Considering the vintage of its cliches, it takes a fair amount of chutzpah to title the new Mel Gibson film "Forever Young." Maybe the idea was that cliches never grow old--they just get recycled. By that reckoning, "Forever Young" (citywide) is one of the most ecologically correct movies ever made: It's fashioned entirely from recycled goods.
Gibson plays Daniel McCormick, a test pilot flying B-25s for the Air Corps, circa 1939. He's an aw-shucks daredevil flyboy with a disarming shyness around his childhood sweetheart Helen (Isabel Glasser). He just can't muster the gumption to ask her to marry him.
Tragedy strikes. Desolate, Daniel volunteers for a top-secret cryogenics experiment cooked up by his best buddy Harry (George Wendt). He awakens in 1992 when two rascally 10-year-olds accidentally throw the switch on a discarded piece of military hardware. Daniel re-enters a brave new world still moony for his would-be fiancee but surprisingly nimble considering his 50-plus years lazing in a fixed position. Given the quantity of product plugs in this film, how come there were no mattress company endorsements?

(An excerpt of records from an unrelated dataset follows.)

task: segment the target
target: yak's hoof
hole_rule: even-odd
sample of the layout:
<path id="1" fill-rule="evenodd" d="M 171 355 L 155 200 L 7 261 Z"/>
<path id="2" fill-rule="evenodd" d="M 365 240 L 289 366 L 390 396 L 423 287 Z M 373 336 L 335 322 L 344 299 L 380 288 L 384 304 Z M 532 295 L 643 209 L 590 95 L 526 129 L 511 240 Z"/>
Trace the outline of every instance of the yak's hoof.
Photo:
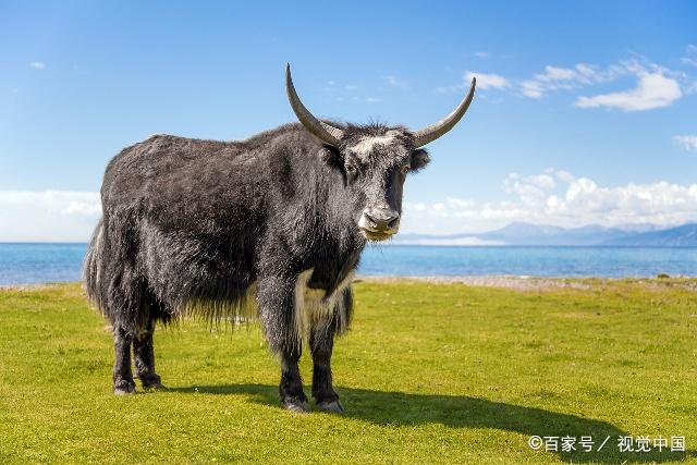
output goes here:
<path id="1" fill-rule="evenodd" d="M 117 395 L 133 394 L 135 392 L 135 382 L 133 380 L 122 379 L 113 383 L 113 393 Z"/>
<path id="2" fill-rule="evenodd" d="M 301 401 L 299 399 L 289 399 L 283 402 L 283 406 L 291 412 L 299 414 L 309 412 L 309 404 L 307 401 Z"/>
<path id="3" fill-rule="evenodd" d="M 339 402 L 339 400 L 331 402 L 319 402 L 317 404 L 317 408 L 319 408 L 320 411 L 329 412 L 330 414 L 344 413 L 344 407 L 341 405 L 341 402 Z"/>
<path id="4" fill-rule="evenodd" d="M 160 380 L 160 377 L 157 375 L 151 375 L 148 377 L 140 377 L 140 383 L 143 384 L 143 389 L 146 391 L 158 391 L 164 390 L 164 384 Z"/>
<path id="5" fill-rule="evenodd" d="M 156 381 L 156 382 L 144 382 L 143 389 L 145 389 L 146 391 L 164 391 L 167 390 L 167 387 L 162 384 L 160 381 Z"/>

Screenwriter Jerry Abrams is still in his 20s but the scenario seems keyed to an even younger mind-set: It's spirituality, preschool-style. Like Abrams' earlier script for "Regarding Henry," this one appears to have been composed in a treehouse. It's all about big guys galumphing about like little guys; for adults, the getting of wisdom apparently involves turning yourself into a peewee. Nat (plucky Elijah Wood), the fatherless boy who befriends Daniel after liberating him from the deep freeze, is Daniel's precocious playmate; his mother (Jamie Lee Curtis) would like to be another kind of playmate to Daniel but he's still in a fog over Helen. Is his friend Harry still alive to save him, or will Daniel succumb to the ravages of post-cryonic-syndrome?
Are the people involved in this movie aware of what a glob of Harlequin and Hardy Boys it really is? More likely, everybody put their wits into a state of freeze-dried suspension. Director Steve Miner works up a few giggly time-travel barbs that work on an "Encino Man" level but mostly he takes the high, virtuous road. He doesn't camp up the material. (It's integrity of a sort.) He doesn't have much sense of place, though, which is damaging in a film (rated PG for strong language) that's supposed to transport you between eras. We need more than Billie Holiday on the soundtrack to make us hanker for 1939.
Gibson is such a disarming actor that he actually makes this big-kid fantasia vaguely watchable, although he's beyond the point in his career where he ought to be playing a flyboy Peter Pan. One might have thought that, with Steven Spielberg moving on to dinosaurs and advancing middle-age, this sort of twinkly sexlessness would no longer be enshrined on our screens. Recycled goods are bad enough but recycled innocence is really the pits.
Mel Gibson: Daniel
Jamie Lee Curtis: Claire
Elijah Wood: Nat
Isabel Glasser: Helen
A Warner Bros. release of an Icon production in association with Edward S. Feldman. Director Steve Miner. Producer Bruce Davey. Executive producers Edward Feldman, Jeffrey Abrams. Screenplay by Jeffrey Abrams. Cinematographer Russell Boyd. Editor Jon Poll. Costumes Aggie Guerard Rogers. Music Jerry Goldsmith. Production design Gregg Fonseca. Art director Bruce A. Miller. Set designer Jann K. Engel. Set decorator Jay R. Hart. Sound Jim Tannenbaum. Running time: 1 hour, 42 minutes.